Diamond Bar-based cloud service provider Zenlayer Inc. raised $50 million in Series C financing to expand its global coverage.
The round was led by a group including Hong Kong-based investment firms Anatole Investment Management Ltd. and Prospect Avenue Capital Co. and included existing investor Volcanics Venture, a Shanghai-based venture capital firm.
Previous investors included F&G Venture of Shanghai, Beijing-based internet technology security firm NSFOCUS Technologies Group Co., and Hong Kong-based Forebright Capital Management.
Zenlayer has raised $90 million since its 2014 founding by Joe Zhu, the company's president and chief executive.
“We plan to continue to develop products and mature as an organization,” Zenlayer Chief Financial Officer Nikhil Vasa said in an interview. “We are taking the next step as an organization.”
Zenlayer has offices in India, China and Singapore and plans to open an office in San Jose later this year.
The company wants to expand in emerging markets in Southeast Asia, South America, and Northern Africa.
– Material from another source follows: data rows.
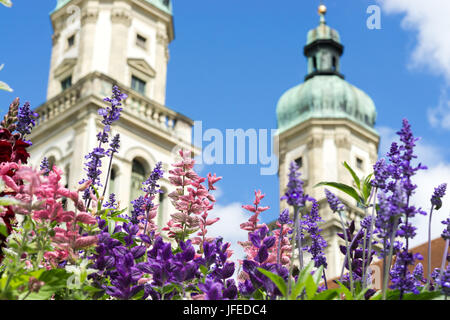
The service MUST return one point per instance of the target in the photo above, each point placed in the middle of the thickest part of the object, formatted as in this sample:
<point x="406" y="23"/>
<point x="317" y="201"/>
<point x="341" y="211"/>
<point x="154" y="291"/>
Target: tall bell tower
<point x="98" y="44"/>
<point x="323" y="122"/>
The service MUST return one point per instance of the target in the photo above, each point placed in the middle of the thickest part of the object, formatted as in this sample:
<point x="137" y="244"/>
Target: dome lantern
<point x="325" y="93"/>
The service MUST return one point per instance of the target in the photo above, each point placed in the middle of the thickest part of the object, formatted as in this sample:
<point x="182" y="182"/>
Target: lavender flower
<point x="110" y="114"/>
<point x="284" y="217"/>
<point x="446" y="233"/>
<point x="318" y="243"/>
<point x="439" y="193"/>
<point x="45" y="166"/>
<point x="334" y="202"/>
<point x="114" y="145"/>
<point x="26" y="119"/>
<point x="444" y="281"/>
<point x="294" y="195"/>
<point x="381" y="174"/>
<point x="418" y="272"/>
<point x="111" y="203"/>
<point x="150" y="185"/>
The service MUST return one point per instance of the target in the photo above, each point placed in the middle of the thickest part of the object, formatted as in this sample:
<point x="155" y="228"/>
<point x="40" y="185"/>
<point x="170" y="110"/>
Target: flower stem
<point x="108" y="173"/>
<point x="347" y="254"/>
<point x="372" y="224"/>
<point x="429" y="247"/>
<point x="388" y="267"/>
<point x="444" y="258"/>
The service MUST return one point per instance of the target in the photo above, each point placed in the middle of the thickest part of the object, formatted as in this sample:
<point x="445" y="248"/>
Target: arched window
<point x="51" y="162"/>
<point x="137" y="177"/>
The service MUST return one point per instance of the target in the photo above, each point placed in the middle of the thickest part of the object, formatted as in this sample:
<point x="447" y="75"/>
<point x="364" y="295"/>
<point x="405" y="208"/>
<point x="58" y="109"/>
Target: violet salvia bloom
<point x="294" y="195"/>
<point x="418" y="273"/>
<point x="111" y="113"/>
<point x="446" y="233"/>
<point x="318" y="243"/>
<point x="93" y="166"/>
<point x="114" y="145"/>
<point x="381" y="174"/>
<point x="445" y="281"/>
<point x="111" y="203"/>
<point x="116" y="261"/>
<point x="284" y="217"/>
<point x="26" y="119"/>
<point x="165" y="267"/>
<point x="150" y="185"/>
<point x="401" y="278"/>
<point x="334" y="202"/>
<point x="45" y="166"/>
<point x="439" y="193"/>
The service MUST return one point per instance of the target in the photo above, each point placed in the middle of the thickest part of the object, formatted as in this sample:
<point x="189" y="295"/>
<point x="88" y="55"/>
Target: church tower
<point x="323" y="122"/>
<point x="98" y="44"/>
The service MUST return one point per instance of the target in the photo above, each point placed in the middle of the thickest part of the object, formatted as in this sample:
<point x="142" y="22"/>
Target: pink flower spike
<point x="10" y="183"/>
<point x="84" y="242"/>
<point x="85" y="218"/>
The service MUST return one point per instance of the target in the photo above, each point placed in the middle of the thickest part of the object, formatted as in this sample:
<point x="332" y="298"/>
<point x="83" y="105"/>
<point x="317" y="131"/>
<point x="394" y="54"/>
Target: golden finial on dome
<point x="322" y="9"/>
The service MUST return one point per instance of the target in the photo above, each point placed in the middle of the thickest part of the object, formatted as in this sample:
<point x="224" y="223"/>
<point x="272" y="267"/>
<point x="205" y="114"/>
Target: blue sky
<point x="232" y="60"/>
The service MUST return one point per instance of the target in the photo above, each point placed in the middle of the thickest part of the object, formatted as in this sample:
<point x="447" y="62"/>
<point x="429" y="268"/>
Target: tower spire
<point x="322" y="11"/>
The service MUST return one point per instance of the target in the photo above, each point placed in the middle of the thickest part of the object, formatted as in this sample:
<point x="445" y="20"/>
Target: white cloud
<point x="426" y="181"/>
<point x="427" y="153"/>
<point x="440" y="116"/>
<point x="430" y="20"/>
<point x="438" y="172"/>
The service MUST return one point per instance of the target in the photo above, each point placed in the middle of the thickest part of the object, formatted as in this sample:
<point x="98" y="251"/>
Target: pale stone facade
<point x="97" y="44"/>
<point x="324" y="145"/>
<point x="323" y="123"/>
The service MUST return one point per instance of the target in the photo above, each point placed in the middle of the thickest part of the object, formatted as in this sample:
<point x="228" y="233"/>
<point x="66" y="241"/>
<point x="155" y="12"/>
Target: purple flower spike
<point x="439" y="193"/>
<point x="334" y="202"/>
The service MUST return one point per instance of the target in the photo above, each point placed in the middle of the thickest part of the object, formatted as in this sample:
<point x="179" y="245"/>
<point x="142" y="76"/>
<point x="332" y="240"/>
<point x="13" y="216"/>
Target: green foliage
<point x="4" y="86"/>
<point x="305" y="288"/>
<point x="7" y="3"/>
<point x="363" y="187"/>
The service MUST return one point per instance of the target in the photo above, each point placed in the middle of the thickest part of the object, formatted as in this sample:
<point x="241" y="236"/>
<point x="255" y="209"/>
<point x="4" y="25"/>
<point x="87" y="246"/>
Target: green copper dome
<point x="164" y="5"/>
<point x="325" y="93"/>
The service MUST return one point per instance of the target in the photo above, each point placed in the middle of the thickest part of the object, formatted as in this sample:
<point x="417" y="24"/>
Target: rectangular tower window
<point x="141" y="41"/>
<point x="138" y="85"/>
<point x="66" y="83"/>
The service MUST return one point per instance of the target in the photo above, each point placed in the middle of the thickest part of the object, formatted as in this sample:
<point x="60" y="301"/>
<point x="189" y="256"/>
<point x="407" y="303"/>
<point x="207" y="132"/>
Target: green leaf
<point x="111" y="226"/>
<point x="427" y="295"/>
<point x="343" y="289"/>
<point x="367" y="188"/>
<point x="139" y="295"/>
<point x="317" y="276"/>
<point x="276" y="279"/>
<point x="4" y="86"/>
<point x="343" y="187"/>
<point x="3" y="230"/>
<point x="327" y="295"/>
<point x="310" y="287"/>
<point x="7" y="3"/>
<point x="203" y="269"/>
<point x="8" y="201"/>
<point x="355" y="177"/>
<point x="300" y="285"/>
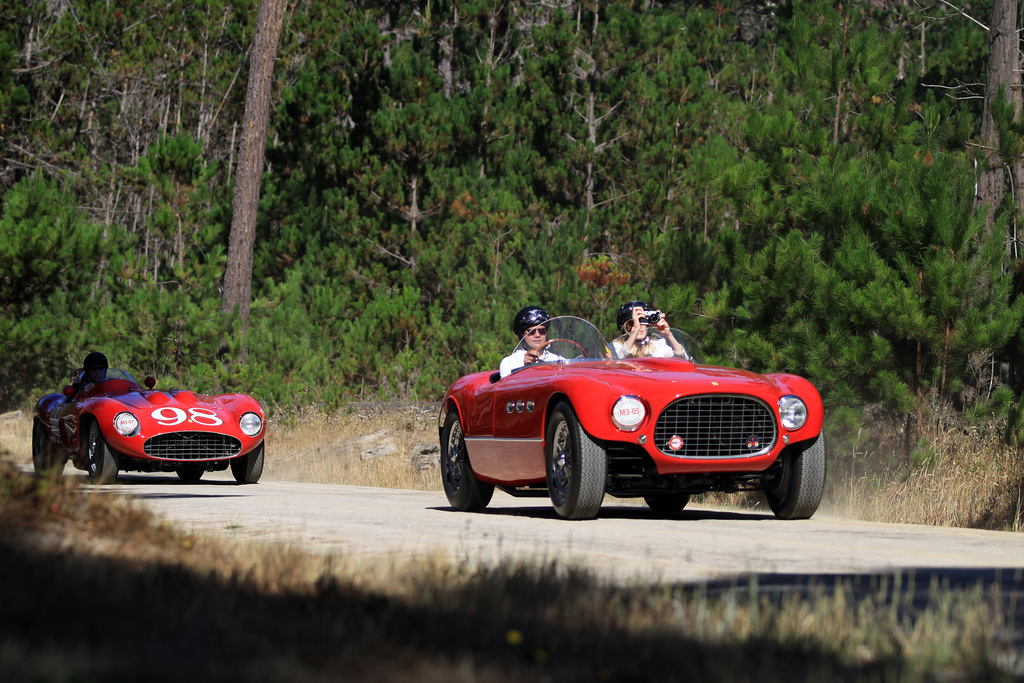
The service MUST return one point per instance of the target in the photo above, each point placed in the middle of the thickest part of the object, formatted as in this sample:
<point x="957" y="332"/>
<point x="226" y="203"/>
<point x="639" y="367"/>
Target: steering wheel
<point x="568" y="341"/>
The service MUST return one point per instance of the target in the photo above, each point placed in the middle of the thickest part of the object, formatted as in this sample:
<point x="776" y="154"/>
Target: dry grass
<point x="94" y="588"/>
<point x="76" y="569"/>
<point x="962" y="477"/>
<point x="346" y="447"/>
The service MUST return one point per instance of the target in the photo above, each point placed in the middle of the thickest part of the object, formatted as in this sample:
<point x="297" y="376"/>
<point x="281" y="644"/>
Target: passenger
<point x="634" y="319"/>
<point x="530" y="325"/>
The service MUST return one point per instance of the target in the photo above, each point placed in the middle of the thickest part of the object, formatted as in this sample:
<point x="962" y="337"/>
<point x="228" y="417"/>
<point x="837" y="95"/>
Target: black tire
<point x="464" y="491"/>
<point x="667" y="504"/>
<point x="248" y="468"/>
<point x="576" y="465"/>
<point x="47" y="458"/>
<point x="796" y="492"/>
<point x="102" y="464"/>
<point x="190" y="473"/>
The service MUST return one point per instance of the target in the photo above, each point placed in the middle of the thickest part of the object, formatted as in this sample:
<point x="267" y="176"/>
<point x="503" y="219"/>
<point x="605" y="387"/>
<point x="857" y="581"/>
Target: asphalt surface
<point x="626" y="543"/>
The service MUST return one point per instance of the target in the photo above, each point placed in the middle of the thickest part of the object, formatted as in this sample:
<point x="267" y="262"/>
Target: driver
<point x="530" y="325"/>
<point x="636" y="343"/>
<point x="93" y="372"/>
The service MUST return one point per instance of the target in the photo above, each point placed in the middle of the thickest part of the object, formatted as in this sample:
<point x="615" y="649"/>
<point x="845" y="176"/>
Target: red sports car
<point x="118" y="425"/>
<point x="593" y="422"/>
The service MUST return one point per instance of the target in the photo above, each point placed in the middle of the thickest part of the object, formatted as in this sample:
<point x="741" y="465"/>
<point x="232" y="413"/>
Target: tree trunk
<point x="1003" y="73"/>
<point x="238" y="274"/>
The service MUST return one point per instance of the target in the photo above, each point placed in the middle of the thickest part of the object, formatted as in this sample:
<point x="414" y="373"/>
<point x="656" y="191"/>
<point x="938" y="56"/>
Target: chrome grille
<point x="192" y="445"/>
<point x="716" y="426"/>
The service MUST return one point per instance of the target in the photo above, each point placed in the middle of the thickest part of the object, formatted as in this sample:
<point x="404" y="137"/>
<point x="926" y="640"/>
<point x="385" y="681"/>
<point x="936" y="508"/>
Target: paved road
<point x="625" y="543"/>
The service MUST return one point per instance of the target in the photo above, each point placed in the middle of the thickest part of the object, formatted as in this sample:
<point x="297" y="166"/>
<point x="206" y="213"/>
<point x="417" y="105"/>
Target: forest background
<point x="796" y="184"/>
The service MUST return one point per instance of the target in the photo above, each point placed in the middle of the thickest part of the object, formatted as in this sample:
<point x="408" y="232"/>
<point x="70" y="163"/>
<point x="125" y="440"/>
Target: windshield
<point x="568" y="338"/>
<point x="112" y="374"/>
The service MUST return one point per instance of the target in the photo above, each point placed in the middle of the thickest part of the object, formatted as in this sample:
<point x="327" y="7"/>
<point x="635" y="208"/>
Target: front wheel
<point x="248" y="468"/>
<point x="796" y="492"/>
<point x="576" y="465"/>
<point x="464" y="491"/>
<point x="47" y="458"/>
<point x="101" y="462"/>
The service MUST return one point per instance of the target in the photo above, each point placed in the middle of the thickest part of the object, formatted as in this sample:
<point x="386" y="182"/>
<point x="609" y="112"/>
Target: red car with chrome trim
<point x="118" y="426"/>
<point x="664" y="429"/>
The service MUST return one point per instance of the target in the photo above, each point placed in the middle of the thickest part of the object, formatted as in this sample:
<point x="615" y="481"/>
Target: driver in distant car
<point x="634" y="319"/>
<point x="93" y="372"/>
<point x="530" y="325"/>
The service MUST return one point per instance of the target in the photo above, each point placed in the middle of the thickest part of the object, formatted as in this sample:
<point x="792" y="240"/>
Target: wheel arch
<point x="450" y="403"/>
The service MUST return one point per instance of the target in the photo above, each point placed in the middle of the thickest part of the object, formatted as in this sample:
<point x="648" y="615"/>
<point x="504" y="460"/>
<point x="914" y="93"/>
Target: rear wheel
<point x="796" y="492"/>
<point x="577" y="466"/>
<point x="464" y="491"/>
<point x="667" y="504"/>
<point x="190" y="473"/>
<point x="47" y="458"/>
<point x="102" y="464"/>
<point x="248" y="468"/>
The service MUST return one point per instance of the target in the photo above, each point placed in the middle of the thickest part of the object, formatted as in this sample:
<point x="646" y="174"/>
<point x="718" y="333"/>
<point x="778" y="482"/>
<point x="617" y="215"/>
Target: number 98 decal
<point x="175" y="416"/>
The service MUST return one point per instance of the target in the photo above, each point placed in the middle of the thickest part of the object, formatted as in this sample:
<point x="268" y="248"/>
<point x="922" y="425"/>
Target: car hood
<point x="146" y="399"/>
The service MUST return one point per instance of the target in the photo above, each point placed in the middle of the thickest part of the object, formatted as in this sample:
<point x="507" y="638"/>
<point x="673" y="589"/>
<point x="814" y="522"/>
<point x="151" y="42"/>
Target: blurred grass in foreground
<point x="95" y="588"/>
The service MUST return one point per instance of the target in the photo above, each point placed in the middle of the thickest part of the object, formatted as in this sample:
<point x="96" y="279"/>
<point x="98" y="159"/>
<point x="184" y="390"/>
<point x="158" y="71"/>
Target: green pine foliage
<point x="797" y="193"/>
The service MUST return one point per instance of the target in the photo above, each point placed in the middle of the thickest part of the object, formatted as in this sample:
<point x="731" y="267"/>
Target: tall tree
<point x="1003" y="86"/>
<point x="239" y="273"/>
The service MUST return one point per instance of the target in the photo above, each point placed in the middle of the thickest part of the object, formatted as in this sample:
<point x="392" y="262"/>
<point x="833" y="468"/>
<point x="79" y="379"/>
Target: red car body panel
<point x="158" y="412"/>
<point x="508" y="447"/>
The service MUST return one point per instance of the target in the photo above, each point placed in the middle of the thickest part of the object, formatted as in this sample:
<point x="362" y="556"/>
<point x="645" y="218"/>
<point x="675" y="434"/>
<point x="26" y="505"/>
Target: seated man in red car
<point x="530" y="325"/>
<point x="93" y="372"/>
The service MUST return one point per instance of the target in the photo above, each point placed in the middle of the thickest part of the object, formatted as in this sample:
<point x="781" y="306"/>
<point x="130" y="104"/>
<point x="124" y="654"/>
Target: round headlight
<point x="125" y="424"/>
<point x="250" y="424"/>
<point x="793" y="412"/>
<point x="628" y="413"/>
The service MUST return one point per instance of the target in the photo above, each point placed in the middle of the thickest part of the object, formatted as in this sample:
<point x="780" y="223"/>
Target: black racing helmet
<point x="527" y="317"/>
<point x="94" y="360"/>
<point x="626" y="312"/>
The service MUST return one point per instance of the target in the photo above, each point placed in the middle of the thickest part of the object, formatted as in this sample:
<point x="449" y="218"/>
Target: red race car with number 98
<point x="117" y="425"/>
<point x="589" y="420"/>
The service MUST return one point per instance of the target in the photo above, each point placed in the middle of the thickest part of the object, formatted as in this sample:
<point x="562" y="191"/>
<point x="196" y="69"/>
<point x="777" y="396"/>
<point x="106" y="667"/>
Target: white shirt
<point x="518" y="359"/>
<point x="659" y="348"/>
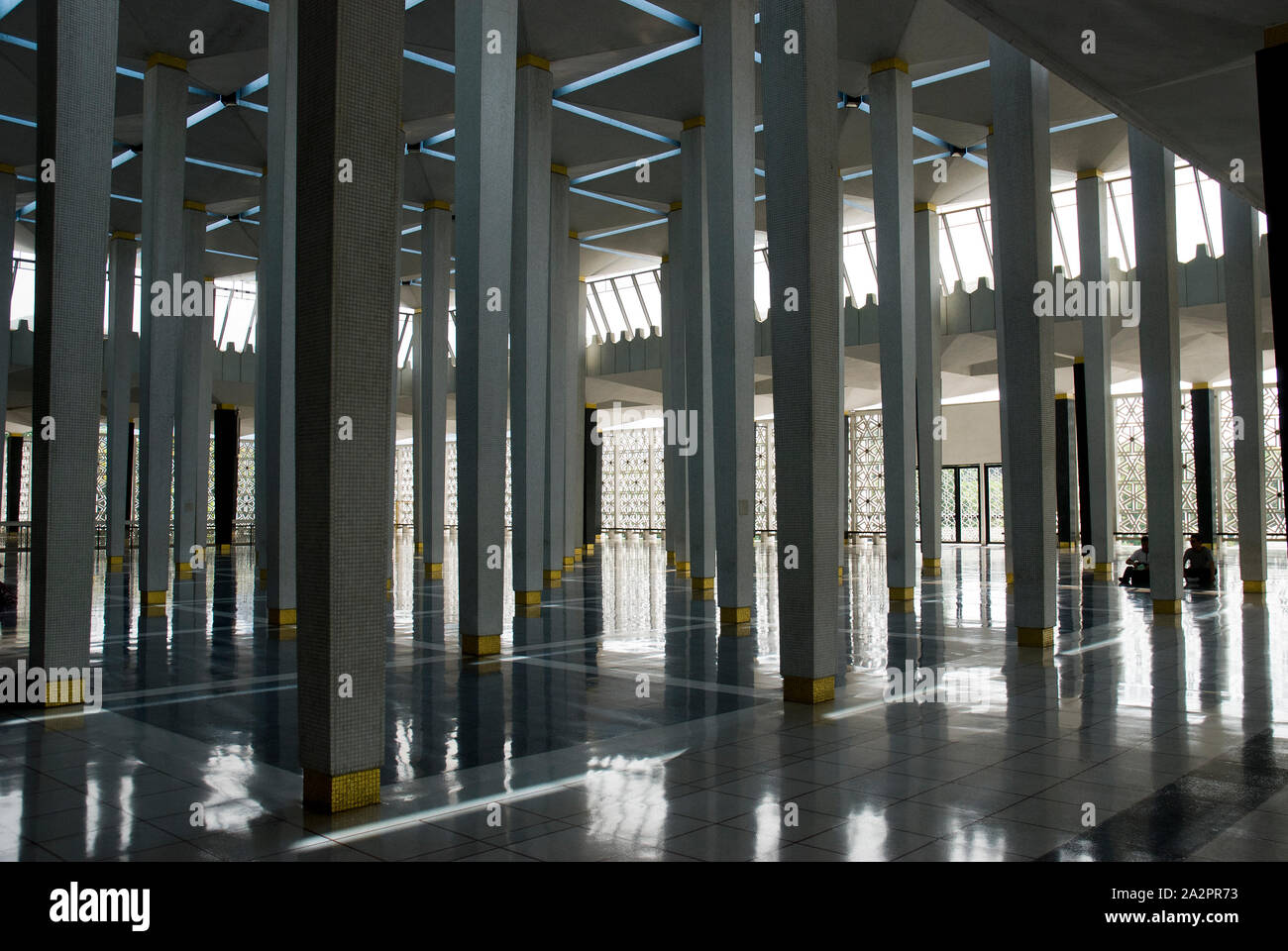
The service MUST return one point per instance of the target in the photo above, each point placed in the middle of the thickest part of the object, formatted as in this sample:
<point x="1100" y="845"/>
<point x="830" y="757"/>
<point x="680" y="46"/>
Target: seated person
<point x="1136" y="575"/>
<point x="1198" y="565"/>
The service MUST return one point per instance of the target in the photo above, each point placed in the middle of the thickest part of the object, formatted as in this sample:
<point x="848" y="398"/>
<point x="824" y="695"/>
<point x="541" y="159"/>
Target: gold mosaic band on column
<point x="481" y="645"/>
<point x="1034" y="637"/>
<point x="325" y="792"/>
<point x="805" y="689"/>
<point x="64" y="692"/>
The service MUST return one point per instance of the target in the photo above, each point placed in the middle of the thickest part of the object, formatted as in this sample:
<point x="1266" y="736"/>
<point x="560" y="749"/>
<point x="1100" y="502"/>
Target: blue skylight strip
<point x="622" y="68"/>
<point x="951" y="73"/>
<point x="17" y="42"/>
<point x="661" y="13"/>
<point x="610" y="200"/>
<point x="617" y="251"/>
<point x="623" y="166"/>
<point x="1081" y="123"/>
<point x="253" y="86"/>
<point x="614" y="123"/>
<point x="220" y="166"/>
<point x="202" y="115"/>
<point x="429" y="60"/>
<point x="627" y="228"/>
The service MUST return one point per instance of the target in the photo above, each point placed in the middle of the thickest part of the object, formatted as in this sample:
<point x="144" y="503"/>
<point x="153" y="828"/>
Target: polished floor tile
<point x="1172" y="731"/>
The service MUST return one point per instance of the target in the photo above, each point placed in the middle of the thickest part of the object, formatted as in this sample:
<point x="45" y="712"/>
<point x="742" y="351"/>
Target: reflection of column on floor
<point x="1065" y="472"/>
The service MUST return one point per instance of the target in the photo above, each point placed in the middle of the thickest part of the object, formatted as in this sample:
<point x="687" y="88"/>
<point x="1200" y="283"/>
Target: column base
<point x="805" y="689"/>
<point x="64" y="693"/>
<point x="481" y="645"/>
<point x="329" y="793"/>
<point x="1034" y="637"/>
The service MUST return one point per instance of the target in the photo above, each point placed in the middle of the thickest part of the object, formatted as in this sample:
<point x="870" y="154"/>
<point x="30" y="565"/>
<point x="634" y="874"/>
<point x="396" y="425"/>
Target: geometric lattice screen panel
<point x="1129" y="444"/>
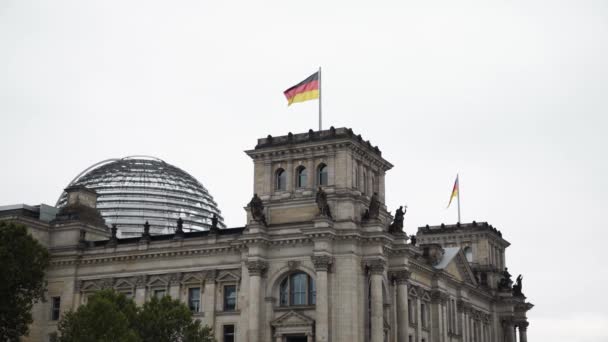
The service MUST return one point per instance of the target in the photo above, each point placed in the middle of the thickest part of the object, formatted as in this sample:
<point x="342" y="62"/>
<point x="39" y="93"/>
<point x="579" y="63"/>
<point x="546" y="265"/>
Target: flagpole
<point x="458" y="180"/>
<point x="320" y="112"/>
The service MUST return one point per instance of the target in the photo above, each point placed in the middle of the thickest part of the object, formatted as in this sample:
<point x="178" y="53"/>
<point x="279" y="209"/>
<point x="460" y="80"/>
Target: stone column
<point x="174" y="284"/>
<point x="376" y="268"/>
<point x="291" y="179"/>
<point x="403" y="322"/>
<point x="322" y="264"/>
<point x="256" y="268"/>
<point x="208" y="299"/>
<point x="310" y="167"/>
<point x="523" y="332"/>
<point x="509" y="330"/>
<point x="140" y="290"/>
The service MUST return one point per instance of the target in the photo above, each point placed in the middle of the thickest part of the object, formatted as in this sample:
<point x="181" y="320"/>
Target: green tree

It generated about $150 million in revenue last year with projections topping $200 million this year, according to Vasa.
Vasa said there may be plans to take the company public in the next year or two though it could decide to remain private.
‘We want to keep that as an option,” Vasa said.
Zenlayer currently has about 100 employees in the U.S., and another 320 overseas. It plans to beef up hiring abroad as it executes its strategy with the latest round of funding, Vasa added.
The most recent funding round, Vasa said, permits Zenlayer to “accelerate and execute” its business strategy in emerging markets under very short timelines. “We are actually not biting off more than we can chew,” he said.
Cloud service providers like Zenlayer manage private computing networks, or on-demand computing services, and public computing clouds.
“We are catering to the proliferation of the cloud, and everything is decentralizing right now. Everything we do is about improving the user experience,” Vasa said.
There are hundreds of cloud computing providers, with Google Cloud Platform, Amazon Web Services and Microsoft Azure among the largest.
“We pride ourselves with working with those guys, not competing head to head,” said Vasa, who describes Zenlayer more of a "one-stop shop" for a range of computing work.
Zenlayer competes in a niche of cloud computing called platform-as-a-service, or PaaS,
where hardware and an application software platform are provided by another party.
“We move connectivity and infrastructure closer to the end user. We don’t build data centers. We are not in real estate, but we work with them and utilize their space to put in our servers and networking equipment.”